Today is a day full of happiness. The day my wedding party with Mas Devan was held. The day people congratulated us on our wedding. The day that my mother gave a smile to her relatives and friends. But everything seemed to vanish in an instant, only traces of sorrow remained. Two days ago, the groom chose to leave forever, leaving the bride alone lamenting the sadness that seemed to be constantly present in his life.
People come and go, not to congratulate but to say condolences. Mother's voice is usually cheerful, replaced by a sobbing Isaac when relatives come to visit him.
Ryan was not much different, maybe he was the hardest hit with this incident. Mas Devan is the only brother who has always been the closest person, even he is willing to let me off just for the happiness of his brother and mother.
As for me, a widow who had just been married one month mas Devan, like carrying such a huge burden of regret. I selfishly let myself dissolve in the past, and let my husband just be a friend to get his wife's heart left behind in others.
"Kinan.kamu are fine, son.your face is pale.." said mother to meet me when I just came out of the bathroom.
"It's okay, ma'am, later if you've taken the medicine is also better..I've been kayak kok gini.." I said trying to reduce mother's worries.
"Kinan..is it possible that you are pregnant...?"
This is what I'm worried about. Sorry Mom, sorry for making me wish more.
"Sorry Mom. I'm not pregnant .." My tears spilled instantly.
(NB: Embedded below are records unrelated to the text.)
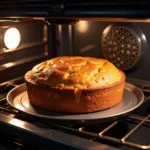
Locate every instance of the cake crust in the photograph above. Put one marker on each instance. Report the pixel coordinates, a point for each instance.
(74, 93)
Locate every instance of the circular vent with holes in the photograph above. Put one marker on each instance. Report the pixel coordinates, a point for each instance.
(122, 46)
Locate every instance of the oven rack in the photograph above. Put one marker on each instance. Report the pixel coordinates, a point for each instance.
(81, 130)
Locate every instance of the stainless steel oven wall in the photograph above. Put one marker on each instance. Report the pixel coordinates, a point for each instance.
(93, 39)
(33, 49)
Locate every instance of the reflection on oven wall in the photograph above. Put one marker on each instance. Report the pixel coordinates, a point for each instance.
(31, 49)
(124, 44)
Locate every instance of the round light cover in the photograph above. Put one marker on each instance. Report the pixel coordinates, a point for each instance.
(12, 38)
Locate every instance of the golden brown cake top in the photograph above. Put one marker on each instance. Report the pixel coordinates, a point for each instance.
(74, 72)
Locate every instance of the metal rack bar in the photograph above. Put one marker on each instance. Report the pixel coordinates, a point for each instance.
(100, 135)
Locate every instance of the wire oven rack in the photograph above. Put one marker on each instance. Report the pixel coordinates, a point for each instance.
(96, 132)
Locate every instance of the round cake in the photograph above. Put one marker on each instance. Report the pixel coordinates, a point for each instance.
(75, 84)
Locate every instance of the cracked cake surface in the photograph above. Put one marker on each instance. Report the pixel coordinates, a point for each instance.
(74, 72)
(75, 84)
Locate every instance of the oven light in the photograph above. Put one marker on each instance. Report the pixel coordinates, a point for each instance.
(17, 123)
(82, 26)
(12, 38)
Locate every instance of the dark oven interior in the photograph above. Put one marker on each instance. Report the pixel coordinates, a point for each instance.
(124, 42)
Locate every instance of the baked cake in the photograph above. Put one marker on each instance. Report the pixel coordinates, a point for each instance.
(75, 84)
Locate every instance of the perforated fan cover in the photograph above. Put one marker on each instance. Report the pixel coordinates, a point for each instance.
(121, 46)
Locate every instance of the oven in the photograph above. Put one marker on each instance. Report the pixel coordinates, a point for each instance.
(35, 31)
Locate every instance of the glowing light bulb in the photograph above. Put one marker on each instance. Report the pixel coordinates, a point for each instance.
(12, 38)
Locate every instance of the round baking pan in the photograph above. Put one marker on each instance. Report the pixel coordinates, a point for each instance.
(133, 97)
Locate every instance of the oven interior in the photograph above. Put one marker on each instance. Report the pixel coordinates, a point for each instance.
(49, 29)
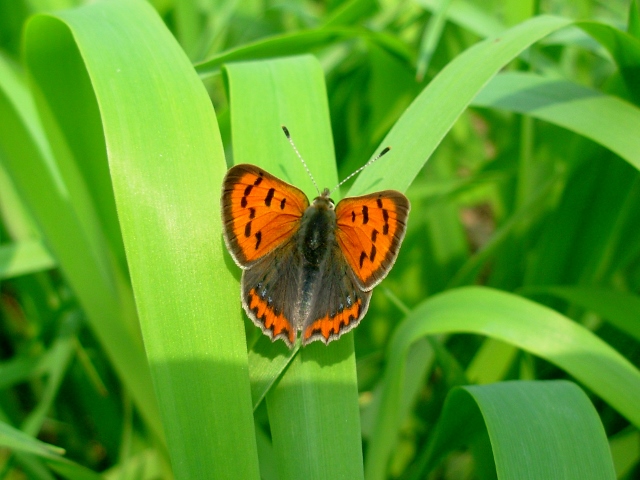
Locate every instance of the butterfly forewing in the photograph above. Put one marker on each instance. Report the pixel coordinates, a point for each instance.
(260, 212)
(369, 232)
I can't hide, if I have to be honest with mom, that Devan hasn't even touched me.
But I always remember the message from Devan mas, what happened in our bedroom, should always be an area of privacy. For the sake of keeping my husband's good name, I will keep it, let me keep it even with a tormented heart like this.
"Hhh.had it been, not yet our windfall Kinan. mother also apologized yes, now eat ..I see you eat irregularly.."
I nodded my head and rubbed the tears flowing, pouring a sense of sin on a mother who always loved me. I am so sorry to make the hope that mother has offspring of her own flesh blood extinct already.
Actually I've been trying to cover up my stomach pain that recurred like before. Maybe because of fatigue, stress, reduced appetite causing nausea that often I think. I had felt this before when I parted with Ryan mas, when I took him to the doctor and consulted about stomach cramps that tormented me, it was inflammation of the intestine, the doctor gave me a prescription, and then I did, if the cramps strike again, the drug can relieve the pain.
"Mother.Can Kinan ask for something ?"I said to my mother after seven days of study the death of Devan
" What's Kinan? Do you need anything?"I saw the face of the mother older than usual who always appeared fresh, now as if no longer care about her appearance.
"Although Devan is gone, if you still think of me as a mother, don't be afraid to ask anything from mother..Kink ..."
" Of course you'll always be my mother until any time."my heart while hugging her" Mother.Can I go home to you..."
Mother let go of my embrace and looked at me questioningly.
"Why? Don't you want to stay with your mom anymore? Are you uncomfortable here?"
" It's not like that Mom.Just one Week, here are too many memories with mas Devan Bu, it still feels heavy for me..."
It was for this reason that my mother finally let me go home to my old house. Actually, my reason for the nausea that often occurs, makes people who visit my mother always assume that mas Devan left his seeds in my womb. And it must have made mom even more sick to hear it. After all, there was Ryan who took care of mom, before her departure back to Thailand.
The next day I brought a backpack, filled with a few change of clothes, because I had brought it all with Devan.
I also decided to leave the office. Feeling bad with my boss and friends because I often apply for leave. I plan on finding another job after my mood returns. For my living expenses, it is much lighter now. Moreover, Devan gave all his for me, including financial.
The second day at home, I began to enjoy my solitude. After being satisfied cleaning the entire corner of the house, I also took a shower and sat down after preparing the equipment to watch Drakor which always makes me baper it.
After the magrib prayer, I opened the application to order food, but after a long look at the menu, nothing interested me. I was also confused as to when my appetite would return. Today I weigh two kilos, if this keeps me alive for a long time.
Shortly after, I fell asleep in the living room with the laptop still on to accompany my sleep because I felt tired.
When I woke up, the atmosphere had started to quiet from the passing of vehicles that were always heard. What time is it? I repeatedly blinked my eyes at the wall clock. Almost nine o'clock. I also went from my sleep intending to pray Isya.
But suddenly I felt a strong pain in my right abdomen. It felt pulsating and the longer it took me to break out in a cold sweat.